AI-Generated Summary

Key Takeaways

  • Vaccine-autism research: Over one million children studied across multiple countries using different methodologies consistently show no connection between MMR vaccine and autism. Andrew Wakefield's original 1998 paper was retracted for manipulating patient medical histories and ethical violations.
  • Orgasm gap study methodology: Science Vs surveyed 5,000 listeners about orgasm experiences among queer and trans individuals, partnered with Queen's University researchers to analyze data, and published peer-reviewed findings in Psychology and Sexuality journal in 2024, addressing research gaps.
  • Ivermectin evidence evolution: Early COVID studies suggesting ivermectin effectiveness were later found potentially fraudulent. Larger trials with thousands of participants demonstrated no significant benefit. Doctor Pierre Kory refused to accept contradictory evidence, illustrating how confirmation bias persists despite quality data.
  • Paleo diet misconceptions: Paleolithic humans ate hundreds of different diets based on geography, not one universal pattern. Modern paleo followers combine foods from different continents that no single ancient person consumed. Excluding whole grains while increasing red meat consumption may elevate colorectal cancer risk.

What It Covers

Science Vs celebrates ten years by revisiting landmark episodes on vaccines and autism, the orgasm gap research study, ivermectin for COVID, and the original 2015 pilot episode examining paleo diet claims.

Key Questions Answered

  • Vaccine-autism research: Over one million children studied across multiple countries using different methodologies consistently show no connection between MMR vaccine and autism. Andrew Wakefield's original 1998 paper was retracted for manipulating patient medical histories and ethical violations.
  • Orgasm gap study methodology: Science Vs surveyed 5,000 listeners about orgasm experiences among queer and trans individuals, partnered with Queen's University researchers to analyze data, and published peer-reviewed findings in Psychology and Sexuality journal in 2024, addressing research gaps.
  • Ivermectin evidence evolution: Early COVID studies suggesting ivermectin effectiveness were later found potentially fraudulent.
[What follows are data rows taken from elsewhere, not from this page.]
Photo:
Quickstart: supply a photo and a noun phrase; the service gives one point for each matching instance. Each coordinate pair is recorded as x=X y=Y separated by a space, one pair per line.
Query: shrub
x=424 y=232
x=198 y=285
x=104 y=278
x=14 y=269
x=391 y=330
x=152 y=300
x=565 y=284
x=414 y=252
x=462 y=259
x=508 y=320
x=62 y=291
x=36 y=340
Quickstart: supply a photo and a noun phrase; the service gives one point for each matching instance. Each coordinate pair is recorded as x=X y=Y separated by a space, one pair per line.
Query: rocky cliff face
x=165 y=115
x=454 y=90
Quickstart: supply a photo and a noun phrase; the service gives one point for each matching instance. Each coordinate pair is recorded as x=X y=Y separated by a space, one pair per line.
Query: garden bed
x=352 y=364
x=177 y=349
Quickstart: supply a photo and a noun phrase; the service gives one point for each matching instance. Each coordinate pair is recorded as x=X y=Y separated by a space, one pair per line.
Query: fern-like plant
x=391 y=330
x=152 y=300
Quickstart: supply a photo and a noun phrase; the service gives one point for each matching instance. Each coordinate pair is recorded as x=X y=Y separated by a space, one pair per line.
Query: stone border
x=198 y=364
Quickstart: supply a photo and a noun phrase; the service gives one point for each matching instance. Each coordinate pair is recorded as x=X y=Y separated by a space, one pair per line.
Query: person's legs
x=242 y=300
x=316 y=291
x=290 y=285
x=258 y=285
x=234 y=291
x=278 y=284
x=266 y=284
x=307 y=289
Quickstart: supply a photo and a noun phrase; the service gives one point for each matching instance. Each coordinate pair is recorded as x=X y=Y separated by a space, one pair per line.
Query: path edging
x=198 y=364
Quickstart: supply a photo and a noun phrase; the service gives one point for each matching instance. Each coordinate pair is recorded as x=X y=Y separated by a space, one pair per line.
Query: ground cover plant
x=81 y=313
Larger trials with thousands of participants demonstrated no significant benefit. Doctor Pierre Kory refused to accept contradictory evidence, illustrating how confirmation bias persists despite quality data.
  • Paleo diet misconceptions: Paleolithic humans ate hundreds of different diets based on geography, not one universal pattern. Modern paleo followers combine foods from different continents that no single ancient person consumed. Excluding whole grains while increasing red meat consumption may elevate colorectal cancer risk.

Notable Moment

Neuroscientist Nan Wise invented the Hannibal Lecter happy helmet to keep subjects' heads still during MRI scans while achieving orgasm, acting as test pilot herself and once losing control of equipment mid-scan.